At a Feb. 24 meeting, the Centers for Disease Control and Prevention’s (CDC’s) Advisory Committee on Immunization Practices stated that there currently is not enough evidence to recommend more than one annual COVID-19 booster to older Americans with weakened immune systems.
CDC in April 2022 recommended that immunocompromised people and people older than age 50 receive an additional booster shot four months following their initial booster. Advisers did not vote on new recommendations at their committee meeting.
COVID and Flu Combination Vaccine Delayed
A bivalent vaccine that protects against both SARS-CoV-2, the virus that causes COVID-19, and influenza (flu) will not be available this year, Peter Marks, MD, PhD, director of the Center for Biologics Evaluation and Research at the U.S. Food and Drug Administration, confirmed in a March 1 National Foundation for Infectious Diseases webinar.

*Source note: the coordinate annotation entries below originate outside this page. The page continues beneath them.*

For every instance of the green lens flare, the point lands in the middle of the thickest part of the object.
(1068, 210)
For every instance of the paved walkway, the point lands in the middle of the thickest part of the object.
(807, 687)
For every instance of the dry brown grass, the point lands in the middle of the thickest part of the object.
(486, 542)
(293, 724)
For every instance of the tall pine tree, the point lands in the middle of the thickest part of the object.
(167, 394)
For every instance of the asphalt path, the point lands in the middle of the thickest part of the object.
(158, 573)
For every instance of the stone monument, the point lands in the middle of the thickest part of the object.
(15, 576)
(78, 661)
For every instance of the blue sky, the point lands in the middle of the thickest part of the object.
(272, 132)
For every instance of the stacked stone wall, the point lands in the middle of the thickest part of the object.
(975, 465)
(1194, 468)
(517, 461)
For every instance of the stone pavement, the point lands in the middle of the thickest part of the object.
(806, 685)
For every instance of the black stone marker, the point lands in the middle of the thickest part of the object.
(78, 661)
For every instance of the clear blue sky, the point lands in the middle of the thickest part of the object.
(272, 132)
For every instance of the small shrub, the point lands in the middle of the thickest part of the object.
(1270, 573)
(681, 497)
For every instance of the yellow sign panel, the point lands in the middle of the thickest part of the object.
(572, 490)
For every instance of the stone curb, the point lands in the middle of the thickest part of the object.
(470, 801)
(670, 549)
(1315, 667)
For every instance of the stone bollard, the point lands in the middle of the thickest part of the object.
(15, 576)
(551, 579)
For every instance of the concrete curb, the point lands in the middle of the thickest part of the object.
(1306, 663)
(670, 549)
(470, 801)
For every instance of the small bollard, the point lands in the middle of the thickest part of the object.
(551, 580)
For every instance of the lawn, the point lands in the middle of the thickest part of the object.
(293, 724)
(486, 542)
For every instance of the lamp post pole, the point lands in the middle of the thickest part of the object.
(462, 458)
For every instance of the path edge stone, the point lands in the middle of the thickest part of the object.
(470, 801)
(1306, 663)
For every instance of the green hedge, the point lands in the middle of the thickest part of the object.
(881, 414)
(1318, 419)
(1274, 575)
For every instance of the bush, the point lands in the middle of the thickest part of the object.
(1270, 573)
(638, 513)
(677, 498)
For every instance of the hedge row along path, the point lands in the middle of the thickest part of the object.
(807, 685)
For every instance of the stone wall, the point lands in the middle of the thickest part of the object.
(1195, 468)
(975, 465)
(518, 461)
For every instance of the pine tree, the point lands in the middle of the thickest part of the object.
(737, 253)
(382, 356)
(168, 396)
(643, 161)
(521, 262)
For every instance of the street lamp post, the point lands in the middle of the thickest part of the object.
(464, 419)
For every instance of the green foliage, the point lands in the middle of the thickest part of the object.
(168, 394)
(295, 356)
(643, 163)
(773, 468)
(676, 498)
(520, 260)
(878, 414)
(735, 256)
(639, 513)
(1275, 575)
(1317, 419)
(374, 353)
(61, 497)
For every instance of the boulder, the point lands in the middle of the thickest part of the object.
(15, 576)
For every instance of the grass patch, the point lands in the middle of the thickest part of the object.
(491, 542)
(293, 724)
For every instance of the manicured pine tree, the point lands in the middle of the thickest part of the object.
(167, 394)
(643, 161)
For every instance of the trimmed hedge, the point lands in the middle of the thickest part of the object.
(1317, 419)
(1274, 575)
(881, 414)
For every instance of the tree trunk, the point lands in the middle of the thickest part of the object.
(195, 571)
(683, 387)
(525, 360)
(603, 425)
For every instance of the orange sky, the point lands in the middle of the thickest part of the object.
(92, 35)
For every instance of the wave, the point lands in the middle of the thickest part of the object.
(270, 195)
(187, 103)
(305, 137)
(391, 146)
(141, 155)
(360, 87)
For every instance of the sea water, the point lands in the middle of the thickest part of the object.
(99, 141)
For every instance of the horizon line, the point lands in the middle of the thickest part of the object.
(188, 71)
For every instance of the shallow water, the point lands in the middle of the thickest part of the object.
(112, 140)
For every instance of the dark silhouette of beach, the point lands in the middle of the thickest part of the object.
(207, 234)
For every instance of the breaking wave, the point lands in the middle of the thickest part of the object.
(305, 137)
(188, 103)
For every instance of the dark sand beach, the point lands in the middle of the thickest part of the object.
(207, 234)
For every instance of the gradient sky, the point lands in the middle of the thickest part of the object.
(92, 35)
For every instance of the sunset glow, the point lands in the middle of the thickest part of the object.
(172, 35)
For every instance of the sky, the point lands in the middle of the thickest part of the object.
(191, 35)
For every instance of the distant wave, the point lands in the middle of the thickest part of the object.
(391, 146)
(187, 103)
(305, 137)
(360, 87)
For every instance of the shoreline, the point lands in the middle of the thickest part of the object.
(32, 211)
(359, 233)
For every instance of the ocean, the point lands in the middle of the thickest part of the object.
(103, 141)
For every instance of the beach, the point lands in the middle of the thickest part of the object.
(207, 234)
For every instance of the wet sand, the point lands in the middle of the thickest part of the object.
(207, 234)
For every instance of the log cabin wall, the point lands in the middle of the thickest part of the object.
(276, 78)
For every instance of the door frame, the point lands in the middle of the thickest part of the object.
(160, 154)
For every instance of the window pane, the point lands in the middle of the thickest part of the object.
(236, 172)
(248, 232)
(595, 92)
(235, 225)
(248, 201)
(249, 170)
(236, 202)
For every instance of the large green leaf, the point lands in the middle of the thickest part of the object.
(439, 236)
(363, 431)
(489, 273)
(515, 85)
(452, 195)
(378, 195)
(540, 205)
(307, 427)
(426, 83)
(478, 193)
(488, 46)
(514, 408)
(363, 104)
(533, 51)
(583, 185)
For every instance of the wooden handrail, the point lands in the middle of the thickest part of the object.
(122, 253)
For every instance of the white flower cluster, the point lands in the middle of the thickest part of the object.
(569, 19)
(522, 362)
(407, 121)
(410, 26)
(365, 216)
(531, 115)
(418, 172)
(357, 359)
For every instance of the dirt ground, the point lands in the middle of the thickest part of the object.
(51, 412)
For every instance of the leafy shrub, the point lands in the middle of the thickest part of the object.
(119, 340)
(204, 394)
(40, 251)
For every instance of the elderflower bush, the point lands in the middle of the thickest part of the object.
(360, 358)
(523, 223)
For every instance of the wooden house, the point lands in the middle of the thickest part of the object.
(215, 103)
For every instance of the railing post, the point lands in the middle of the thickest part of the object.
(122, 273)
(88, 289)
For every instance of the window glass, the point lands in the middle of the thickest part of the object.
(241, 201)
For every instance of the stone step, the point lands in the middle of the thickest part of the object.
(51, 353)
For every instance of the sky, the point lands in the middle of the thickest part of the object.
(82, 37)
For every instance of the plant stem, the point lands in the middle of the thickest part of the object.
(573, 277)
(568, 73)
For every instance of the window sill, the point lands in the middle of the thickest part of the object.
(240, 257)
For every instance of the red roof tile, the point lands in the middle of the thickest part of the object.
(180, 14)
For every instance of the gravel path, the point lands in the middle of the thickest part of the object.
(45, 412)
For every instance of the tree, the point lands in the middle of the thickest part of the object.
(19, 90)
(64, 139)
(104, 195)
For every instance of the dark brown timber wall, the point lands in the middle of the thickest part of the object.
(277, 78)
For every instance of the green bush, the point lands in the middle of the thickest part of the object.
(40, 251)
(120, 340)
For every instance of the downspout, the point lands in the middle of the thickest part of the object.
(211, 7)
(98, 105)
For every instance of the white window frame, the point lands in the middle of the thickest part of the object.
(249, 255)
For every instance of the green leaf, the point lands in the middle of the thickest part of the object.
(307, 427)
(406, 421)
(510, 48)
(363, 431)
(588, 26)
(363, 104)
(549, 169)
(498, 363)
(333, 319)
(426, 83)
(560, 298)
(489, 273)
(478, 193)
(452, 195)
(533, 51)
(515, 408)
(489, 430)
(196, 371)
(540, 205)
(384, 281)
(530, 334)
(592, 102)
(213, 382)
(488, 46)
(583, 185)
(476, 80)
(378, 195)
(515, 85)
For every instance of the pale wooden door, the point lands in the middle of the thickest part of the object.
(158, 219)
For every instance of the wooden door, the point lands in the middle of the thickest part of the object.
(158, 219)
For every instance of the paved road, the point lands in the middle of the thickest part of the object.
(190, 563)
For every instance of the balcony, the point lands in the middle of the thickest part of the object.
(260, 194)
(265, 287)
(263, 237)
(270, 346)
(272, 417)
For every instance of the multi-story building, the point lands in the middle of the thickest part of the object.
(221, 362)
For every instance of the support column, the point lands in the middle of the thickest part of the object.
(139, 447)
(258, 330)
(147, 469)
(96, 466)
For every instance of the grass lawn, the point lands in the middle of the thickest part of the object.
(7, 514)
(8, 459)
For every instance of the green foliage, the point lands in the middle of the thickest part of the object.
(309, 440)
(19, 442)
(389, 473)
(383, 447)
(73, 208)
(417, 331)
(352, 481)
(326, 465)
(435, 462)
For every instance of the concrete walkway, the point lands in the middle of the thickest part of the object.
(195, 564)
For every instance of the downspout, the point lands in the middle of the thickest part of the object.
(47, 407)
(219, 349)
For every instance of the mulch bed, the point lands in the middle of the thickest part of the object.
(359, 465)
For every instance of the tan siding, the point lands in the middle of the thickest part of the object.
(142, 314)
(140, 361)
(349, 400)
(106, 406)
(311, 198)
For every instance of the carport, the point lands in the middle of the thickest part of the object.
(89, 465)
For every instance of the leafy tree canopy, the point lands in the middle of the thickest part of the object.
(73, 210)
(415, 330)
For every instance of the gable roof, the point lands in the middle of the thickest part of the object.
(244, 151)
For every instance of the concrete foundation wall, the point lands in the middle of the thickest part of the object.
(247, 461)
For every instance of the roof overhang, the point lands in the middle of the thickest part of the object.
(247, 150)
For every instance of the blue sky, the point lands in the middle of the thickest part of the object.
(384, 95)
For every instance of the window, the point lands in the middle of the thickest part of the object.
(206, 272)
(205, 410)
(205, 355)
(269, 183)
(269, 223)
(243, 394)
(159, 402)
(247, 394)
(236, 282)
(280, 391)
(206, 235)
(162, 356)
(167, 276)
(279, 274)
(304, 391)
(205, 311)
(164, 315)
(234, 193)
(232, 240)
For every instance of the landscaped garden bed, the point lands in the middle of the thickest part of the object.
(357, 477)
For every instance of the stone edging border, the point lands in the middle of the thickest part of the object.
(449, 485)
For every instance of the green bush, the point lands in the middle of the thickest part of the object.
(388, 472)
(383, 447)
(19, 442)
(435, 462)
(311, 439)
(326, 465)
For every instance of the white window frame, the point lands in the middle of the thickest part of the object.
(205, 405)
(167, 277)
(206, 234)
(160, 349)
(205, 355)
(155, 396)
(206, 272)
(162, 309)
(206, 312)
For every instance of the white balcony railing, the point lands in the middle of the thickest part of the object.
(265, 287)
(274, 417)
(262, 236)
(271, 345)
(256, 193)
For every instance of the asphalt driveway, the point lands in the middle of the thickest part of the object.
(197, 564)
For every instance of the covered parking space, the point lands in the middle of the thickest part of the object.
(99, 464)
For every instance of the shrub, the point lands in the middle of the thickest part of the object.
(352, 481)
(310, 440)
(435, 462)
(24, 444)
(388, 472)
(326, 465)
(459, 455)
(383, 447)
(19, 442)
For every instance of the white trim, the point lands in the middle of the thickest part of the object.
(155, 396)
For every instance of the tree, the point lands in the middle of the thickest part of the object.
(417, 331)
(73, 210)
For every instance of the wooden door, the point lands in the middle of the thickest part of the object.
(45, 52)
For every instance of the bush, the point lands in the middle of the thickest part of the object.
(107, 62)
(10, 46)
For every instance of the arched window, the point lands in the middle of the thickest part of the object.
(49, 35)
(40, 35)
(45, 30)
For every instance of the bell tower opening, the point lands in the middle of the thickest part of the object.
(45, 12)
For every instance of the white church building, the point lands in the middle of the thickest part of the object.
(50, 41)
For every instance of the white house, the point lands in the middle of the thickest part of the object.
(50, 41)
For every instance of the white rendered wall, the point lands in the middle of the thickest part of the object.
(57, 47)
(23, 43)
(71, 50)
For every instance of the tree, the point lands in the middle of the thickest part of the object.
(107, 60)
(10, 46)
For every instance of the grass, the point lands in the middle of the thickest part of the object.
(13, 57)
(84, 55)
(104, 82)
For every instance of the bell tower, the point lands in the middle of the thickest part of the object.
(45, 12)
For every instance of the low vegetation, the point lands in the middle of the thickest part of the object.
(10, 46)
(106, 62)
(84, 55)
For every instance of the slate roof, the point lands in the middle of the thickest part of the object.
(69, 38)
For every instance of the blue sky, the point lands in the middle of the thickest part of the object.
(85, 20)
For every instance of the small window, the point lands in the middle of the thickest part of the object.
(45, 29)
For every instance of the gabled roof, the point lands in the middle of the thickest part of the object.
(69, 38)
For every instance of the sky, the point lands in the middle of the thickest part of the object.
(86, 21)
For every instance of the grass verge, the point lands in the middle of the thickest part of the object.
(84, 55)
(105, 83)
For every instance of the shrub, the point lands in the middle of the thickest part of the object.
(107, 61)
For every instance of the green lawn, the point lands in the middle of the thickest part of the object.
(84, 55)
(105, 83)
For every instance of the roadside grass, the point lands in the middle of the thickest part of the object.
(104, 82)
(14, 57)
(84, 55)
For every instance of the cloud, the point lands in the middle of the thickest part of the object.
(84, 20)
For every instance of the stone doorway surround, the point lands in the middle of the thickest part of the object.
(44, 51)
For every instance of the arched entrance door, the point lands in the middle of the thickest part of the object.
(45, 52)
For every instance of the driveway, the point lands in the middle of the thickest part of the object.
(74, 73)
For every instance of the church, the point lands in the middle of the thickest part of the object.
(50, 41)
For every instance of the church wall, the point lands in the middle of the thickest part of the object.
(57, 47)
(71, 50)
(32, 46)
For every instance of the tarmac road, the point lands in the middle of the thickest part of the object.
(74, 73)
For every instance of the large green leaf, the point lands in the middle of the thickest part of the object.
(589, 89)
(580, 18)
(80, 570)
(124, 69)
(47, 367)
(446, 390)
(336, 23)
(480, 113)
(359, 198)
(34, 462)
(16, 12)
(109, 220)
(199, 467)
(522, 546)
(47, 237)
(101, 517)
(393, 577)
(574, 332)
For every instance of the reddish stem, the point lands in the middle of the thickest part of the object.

The agency is collecting data to support a combination vaccine and working to standardize the composition of primary vaccines and booster shots.
Preliminary Medicaid and CHIP Data Snapshot
More than 137 million Americans, including children, pregnant people, parents, seniors, and individuals with disabilities, were enrolled in Medicaid or CHIP for at least one day during the public health emergency (PHE) period, according to a preliminary Medicaid and Children’s Health Insurance Program (CHIP) snapshot for the period from March 2020 to July 2022.
Of those beneficiaries, 14 percent were dually eligible for Medicare and Medicaid.
Notably, the rates of mental health, substance use disorder, and reproductive health services provided to adult beneficiaries during the PHE rebounded in early 2021 but remain below prior years’ averages.